Research published by The Pensions Institute, part of the Cass Business School in London, found that visible costs from asset managers only account for 18% of the total cost borne by investors.

The remaining hidden costs include the bid/ask spread, transaction costs, undisclosed revenue and other market-implied costs during transactions.

The Institute said that, even where asset managers aimed to increase cost disclosure, there remained hidden costs, and that full-disclosure was paramount.

“These are the indirect transaction costs for which investors pay via lower net returns,” the report said.

It said all good investment managers should have an estimate of the size for cash-costs relating to the efficiency of the investment management, such as commissions, taxes, bid/ask spread costs, transaction costs and undisclosed revenue.

The Institute did accept that non-cash costs, still borne by the investor through lower returns, would be more difficult. These costs include market impact, information leakage, market exposure and missed trade opportunities.

However, it did argue specialist advisers could obtain this information for investment managers, allowing them to disclose the impact to investors.

With regards to the cash-costs, managers argued the IT systems required to provide full disclosure would be expensive to implement.

But the Institute rejected this point.

For non-cash costs, it suggested configuring fund manager systems to generate similar information as can currently be provided, or periodic audits by consultants.

David Blake, author of the study and director at The Pensions Institute, said: “I would argue the principle of full transparency is paramount. Further, there is little point in requiring transparency where the reported measure for ‘costs’ does not include all of the costs, or, in the short term, as many as could currently be reported on a cost-effective basis.”

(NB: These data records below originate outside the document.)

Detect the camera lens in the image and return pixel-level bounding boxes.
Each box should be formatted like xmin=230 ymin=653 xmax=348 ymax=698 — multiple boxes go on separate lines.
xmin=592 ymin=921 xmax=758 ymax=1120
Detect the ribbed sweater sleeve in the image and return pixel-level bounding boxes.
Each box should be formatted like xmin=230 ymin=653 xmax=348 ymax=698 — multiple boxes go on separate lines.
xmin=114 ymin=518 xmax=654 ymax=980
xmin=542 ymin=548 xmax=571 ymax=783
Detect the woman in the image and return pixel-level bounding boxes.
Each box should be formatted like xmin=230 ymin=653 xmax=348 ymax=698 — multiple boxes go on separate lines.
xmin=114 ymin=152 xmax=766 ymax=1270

He added: “No good reasons have been put forward for why all the costs of investment management, both visible and hidden, should not ultimately be fully disclosed. They are, after all, genuine costs borne by the investor.”

The Investment Management Association (IMA), a lobby group for fund managers, argued it had already set out plans to increase transparency, including replacing the annual management charge and having a more basic charge structure.

Daniel Godfrey, chief executive of the IMA, said: “The third stage is to look further at how to account for indirect costs, and also to reach a consistent basis for the calculation and disclosure of portfolio turnover rates so clients can better understand the relevant investment processes.”

However, the True & Fair Campaign, which champions fee transparency, hit back at the IMA and said these were excuses for delay.

Co-founder of the campaign, Gina Miller, said: “This research proves the latest attempt to disclose all costs by the IMA, whilst dulcet in tone, is a pure farce.

“The IMA must act immediately to stop the abuse of people’s hard earned money and must interrogate and audit existing proposals and bring in total fee transparency by the end of this year.”

The report also argued that costs, which are provided to clients, may not be as simple as they look, such as declared commission on the purchase of assets.

“Investment managers often get ‘free’ services in exchange for this commission, such as broker research, market data or corporate access (to company managers),” the report said.

“But these ‘free’ services are actually paid for by the client. Investment managers frequently aggregate different clients’ trades to get the best price.

“The aggregated trades will go through a particular broker, which means some of these clients will be indirectly paying for research from which they get no benefit.”